East Texas Baptist University (ETBU) is committed to “Christian stewardship” and “academic excellence while integrating faith with learning.” Its religious beliefs include traditional Christian teachings on the sanctity of life—this includes that all human beings bear the image and likeness of God, and therefore that all human life is sacred and worth protecting.
The founders of Houston Baptist University (HBU) wanted to establish a Christian college that emphasized quality of life as well as quality of learning. The University’s current mission statement emphasizes the important Christian witness of its administration, faculty, and students, which abides by their central confession: “Jesus Christ is Lord.”
Baptists in America are sensitive to forced government actions that infringe on their religious liberty. America’s first Baptist leader, Roger Williams, fled Massachusetts and founded a colony in Providence, Rhode Island, because his religious beliefs were not allowed under Massachusetts laws. The rich Baptist tradition is manifested in the missions of these two Christ-centered Texas universities, so when a government mandate threatened their beliefs, they were forced to court to defend their religious freedom.
Challenging the HHS mandate
In 2011, the Department of Health & Human Services issued a mandate that forced these universities to either violate their faith-driven mission by providing services, such as the week after pill, or pay crippling IRS fines. So in October 2012, East Texas Baptist University and Houston Baptist University went to court with Becket’s help to fight this unconstitutional mandate.

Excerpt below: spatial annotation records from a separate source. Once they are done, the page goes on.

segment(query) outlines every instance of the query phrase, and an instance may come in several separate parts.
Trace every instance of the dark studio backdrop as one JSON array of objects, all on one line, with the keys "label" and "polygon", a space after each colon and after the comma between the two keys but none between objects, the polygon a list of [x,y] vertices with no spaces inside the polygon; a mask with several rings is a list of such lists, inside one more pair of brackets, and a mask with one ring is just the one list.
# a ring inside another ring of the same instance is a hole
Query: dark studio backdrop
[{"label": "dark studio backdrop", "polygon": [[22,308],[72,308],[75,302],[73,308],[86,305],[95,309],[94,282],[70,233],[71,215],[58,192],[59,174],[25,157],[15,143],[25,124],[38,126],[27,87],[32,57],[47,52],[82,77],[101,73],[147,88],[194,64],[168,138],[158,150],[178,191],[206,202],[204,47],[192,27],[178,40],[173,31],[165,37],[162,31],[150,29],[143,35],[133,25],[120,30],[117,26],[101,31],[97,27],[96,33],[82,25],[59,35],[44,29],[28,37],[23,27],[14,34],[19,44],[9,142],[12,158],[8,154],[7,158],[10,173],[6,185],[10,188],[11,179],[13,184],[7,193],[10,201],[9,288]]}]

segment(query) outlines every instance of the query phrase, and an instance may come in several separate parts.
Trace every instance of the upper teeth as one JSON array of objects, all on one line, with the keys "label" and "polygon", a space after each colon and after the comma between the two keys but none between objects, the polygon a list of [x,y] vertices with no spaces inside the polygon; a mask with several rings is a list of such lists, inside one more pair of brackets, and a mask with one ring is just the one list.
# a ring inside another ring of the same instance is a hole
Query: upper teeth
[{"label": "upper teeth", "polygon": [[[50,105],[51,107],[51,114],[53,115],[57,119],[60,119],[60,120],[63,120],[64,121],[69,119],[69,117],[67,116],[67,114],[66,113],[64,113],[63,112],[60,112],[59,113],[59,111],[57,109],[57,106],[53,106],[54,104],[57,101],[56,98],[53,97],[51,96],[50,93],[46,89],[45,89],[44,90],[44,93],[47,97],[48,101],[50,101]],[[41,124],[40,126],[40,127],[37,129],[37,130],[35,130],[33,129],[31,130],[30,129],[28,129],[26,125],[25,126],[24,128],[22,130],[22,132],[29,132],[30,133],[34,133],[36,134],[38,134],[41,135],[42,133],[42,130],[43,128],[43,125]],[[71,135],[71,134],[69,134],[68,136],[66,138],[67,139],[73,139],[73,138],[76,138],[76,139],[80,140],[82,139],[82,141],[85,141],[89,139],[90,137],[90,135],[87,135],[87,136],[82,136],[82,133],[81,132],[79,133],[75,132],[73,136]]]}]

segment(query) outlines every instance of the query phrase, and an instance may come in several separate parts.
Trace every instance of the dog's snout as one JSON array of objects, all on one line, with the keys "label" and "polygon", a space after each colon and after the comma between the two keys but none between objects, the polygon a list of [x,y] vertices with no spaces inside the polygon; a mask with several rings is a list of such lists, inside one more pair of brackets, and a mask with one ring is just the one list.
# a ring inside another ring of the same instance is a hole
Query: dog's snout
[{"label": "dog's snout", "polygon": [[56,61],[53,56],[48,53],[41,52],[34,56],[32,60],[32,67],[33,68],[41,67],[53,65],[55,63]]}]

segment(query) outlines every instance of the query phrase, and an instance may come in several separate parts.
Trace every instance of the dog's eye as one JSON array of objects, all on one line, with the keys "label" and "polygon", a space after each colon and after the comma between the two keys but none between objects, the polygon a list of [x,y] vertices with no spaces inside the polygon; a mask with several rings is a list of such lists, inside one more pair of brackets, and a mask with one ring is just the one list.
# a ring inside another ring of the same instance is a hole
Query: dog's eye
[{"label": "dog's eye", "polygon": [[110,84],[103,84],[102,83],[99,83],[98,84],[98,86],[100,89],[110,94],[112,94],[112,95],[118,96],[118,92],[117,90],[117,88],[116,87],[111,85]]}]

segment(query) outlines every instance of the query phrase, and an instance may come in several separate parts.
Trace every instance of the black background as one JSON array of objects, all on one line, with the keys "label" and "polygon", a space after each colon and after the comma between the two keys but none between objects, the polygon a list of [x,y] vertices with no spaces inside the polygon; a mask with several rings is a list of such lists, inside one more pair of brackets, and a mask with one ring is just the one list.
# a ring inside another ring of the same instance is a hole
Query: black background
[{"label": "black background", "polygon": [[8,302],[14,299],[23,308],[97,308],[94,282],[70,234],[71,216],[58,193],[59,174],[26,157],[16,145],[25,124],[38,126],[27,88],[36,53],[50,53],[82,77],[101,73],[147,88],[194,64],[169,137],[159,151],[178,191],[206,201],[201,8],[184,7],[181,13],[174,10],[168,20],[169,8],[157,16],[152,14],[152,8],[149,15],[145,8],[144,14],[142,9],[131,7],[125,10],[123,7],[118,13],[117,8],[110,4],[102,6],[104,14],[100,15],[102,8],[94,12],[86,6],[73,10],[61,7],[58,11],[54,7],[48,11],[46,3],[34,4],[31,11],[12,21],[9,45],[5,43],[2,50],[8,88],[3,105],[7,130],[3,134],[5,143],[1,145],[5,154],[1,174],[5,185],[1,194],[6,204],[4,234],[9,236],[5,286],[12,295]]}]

In March 2013, Westminster Theological Seminary intervened in Becket’s lawsuit on behalf of ETBU and HBU in federal district court, which ruled in favor of the religious universities in December 2013. The government appealed to the U.S. Court of Appeals for the Fifth Circuit, which reversed the district court’s decision in June 2015.
In July 2015, Becket, along with former Solicitor General and leading Supreme Court advocate Paul Clement, appealed to the Supreme Court on the universities’ behalf. In March 2016 the Court heard the case along with the Little Sisters of the Poor and other religious non-profits in the consolidated case called Zubik v. Burwell.
Unanimous win-win outcome at the Supreme Court
On May 16, 2016, the U.S. Supreme Court unanimously protected the religious groups, stating that that the government cannot fine ETBU and HBU for carrying out their religious beliefs in their health plans and must find another way to provide services to women who want them. It also threw out the lower court decision against the universities.
In May 2017, President Trump issued an Executive Order directing HHS and other federal agencies to protect the Little Sisters of the Poor and other religious ministries from the HHS mandate. Following the order, HHS Secretary Tom Price said that HHS “will be taking action in short order” to protect the Little Sisters and other religious ministries harmed by the mandate.
On October 6, 2017, the government issued a new rule with a broader religious exemption. On November 7, 2018, the federal government issued a final rule protecting religious ministries like ETBU and HBU while offering alternative means for women to obtain free contraception.
Importance to Religious Liberty:
- HHS Mandate cases: Winning the HHS mandate cases sets an important precedent, confirming that federal agencies cannot unnecessarily force religious people to violate their beliefs in order to further a government goal.
- Religious communities: Religious communities have the right to organize and operate according to their beliefs without the government dictating their beliefs.
- Individual freedom: Religious individuals and organizations must be free to follow their faith in all aspects of their lives, both privately and publicly, at home and in the workplace.